Ele colocou as cadeiras no chão e bateu as mãos uma na outra.

- Sim. E tá certo. Eu conferi no sistema.

- Como você contou esse tanto de dinheiro em dois minutos? Usou papel?

Eu olhei para ele com um meio sorriso.

- Tá duvidando da minha inteligência?

- Se eu disser que sim, vai me xingar?

Joguei uma caneta nele.

- Idiota.

Ele deu a volta no balcão e começou a contar o caixa por si mesmo.

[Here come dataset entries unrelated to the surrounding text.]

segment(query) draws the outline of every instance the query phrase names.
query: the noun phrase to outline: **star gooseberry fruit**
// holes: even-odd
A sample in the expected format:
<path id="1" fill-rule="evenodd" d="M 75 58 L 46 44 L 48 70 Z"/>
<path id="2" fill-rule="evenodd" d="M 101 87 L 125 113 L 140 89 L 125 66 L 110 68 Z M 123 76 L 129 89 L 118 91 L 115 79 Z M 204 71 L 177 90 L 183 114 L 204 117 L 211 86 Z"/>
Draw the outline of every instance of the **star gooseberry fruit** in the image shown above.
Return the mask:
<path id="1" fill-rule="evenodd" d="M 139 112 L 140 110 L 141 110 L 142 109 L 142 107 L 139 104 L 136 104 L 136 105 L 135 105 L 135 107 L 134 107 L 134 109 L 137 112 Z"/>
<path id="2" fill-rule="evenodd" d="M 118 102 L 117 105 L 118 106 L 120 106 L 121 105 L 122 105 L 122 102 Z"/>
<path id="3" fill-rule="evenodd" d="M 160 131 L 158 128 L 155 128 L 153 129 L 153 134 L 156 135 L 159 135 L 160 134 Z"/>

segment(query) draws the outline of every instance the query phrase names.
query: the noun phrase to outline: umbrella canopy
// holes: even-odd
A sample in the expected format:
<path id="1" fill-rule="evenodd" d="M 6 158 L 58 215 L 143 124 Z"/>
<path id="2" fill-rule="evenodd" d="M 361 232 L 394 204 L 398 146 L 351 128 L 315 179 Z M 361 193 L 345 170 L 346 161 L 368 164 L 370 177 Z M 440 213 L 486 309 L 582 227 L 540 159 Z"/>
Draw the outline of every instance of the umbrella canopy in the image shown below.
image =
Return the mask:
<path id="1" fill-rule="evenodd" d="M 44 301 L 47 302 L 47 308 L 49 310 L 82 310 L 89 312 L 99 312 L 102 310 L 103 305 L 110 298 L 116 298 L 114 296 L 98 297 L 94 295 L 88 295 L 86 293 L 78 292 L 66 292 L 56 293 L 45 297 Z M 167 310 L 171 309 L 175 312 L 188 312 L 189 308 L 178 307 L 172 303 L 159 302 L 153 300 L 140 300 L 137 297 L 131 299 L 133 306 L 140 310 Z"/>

- Meu Deus, como você é chato.

Mas ele me ignorou e puxou o celular do bolso, contando o dinheiro com a ajuda da calculadora. Quando finalmente acabou - eu já tinha comido quase todas as batatas e até surrupiada uma Coca-Cola da geladeira - ele se virou para mim.

- Você é boa com números.

Dei de ombros e espirrei ketchup na comida.

- Relativamente.

- Você sempre faz contas de cabeça?

- Algumas sim.

- Quanto é 1.289 mais 6.673?

- Sete mil novecentos e sessenta e dois.

- E 4.568 menos 2.345?

- Dois mil duzentos e vinte e três. Vai ficar me testando agora?

- Não é teste se eu não sei as respostas, tô só chutando uns números e vendo quão rápido você acerta. - Eu revirei os olhos. - Sabe fazer multiplicações também?

- Se eu disser que não você vai me deixar em paz?

- Não.

Eu bufei, mas não pude deixar de rir baixinho.

- Isso é bem legal, sabia? Devia ter me contado que era uma gênia da matemática.

- Eu não sou uma gênia da matemática. Mas vai me pagar mais se eu te convencer que sou?

- Nem pensar.

Ele se sentou ao meu lado no banco e pegou um pedaço de peixe.

No mesmo instante, fiquei tensa.

Estava consciente das portas ainda abertas atrás de mim e de que havia vários objetos pesados por perto caso acontecesse alguma coisa.

Eu podia fugir se fosse preciso. Podia gritar e talvez daquela vez alguém me ouviria. Eu...

Os pelos da minha nuca se eriçaram quando o ribombar de um trovão pareceu sacudir as paredes do bar. Como se estivesse esperando por isso, a chuva desabou com tudo sobre Santa Cruz, sacudindo as copas das árvores e batendo nas janelas com tanta força que era como se quisesse castigar o mundo.

Samuel se levantou correndo para descer as portas da frente e impedir que a água molhasse a entrada do bar.

Droga, droga, droga.

Tentei manter a calma, por mais que meu coração estivesse batendo tão forte que chegava a doer. O medo correu gelado pelas minhas veias.

Naquele meu segundo dia na cidade, Kira falou que eu notaria algo de diferente em Samuel se chegasse a conhecê-lo. De fato, no momento em que o vi sair do bar pela primeira vez enquanto me escondia em uma das mesas do canto, eu soube que era ele quem eu estava procurando.

O cara era grande.

Não grande do tipo "meu Deus como essa pessoa é alta", mas sim de um jeito que chegava a ser assustador. Pelo menos para mim.

Se ele não tinha dois metros de altura, era quase isso. Mas não era só aquilo que o fazia se destacar em um cômodo lotado, mas o espaço que Samuel ocupava pela largura dos ombros e peito. Ele não era tão musculoso como muitos ratos de academia, mas seus músculos eram definidos e os braços preenchiam todo o espaço das mangas da camisa. Ele ocupava espaço e se fazia notar independente do que fizesse, suas mãos eram enormes e eu tinha a ligeira impressão que seus sapatos eram feitos por encomenda. Eu me perguntei se ele tinha um histórico familiar de pessoas tão grandes quanto, porque, deixando meu medo de lado, era muito impressionante. Talvez ele se destacasse se decidisse praticar boxe, e se tivesse estudado atuação desde pequeno roubaria o papel do ator que fez o Montanha em Game of Thrones com a maior facilidade.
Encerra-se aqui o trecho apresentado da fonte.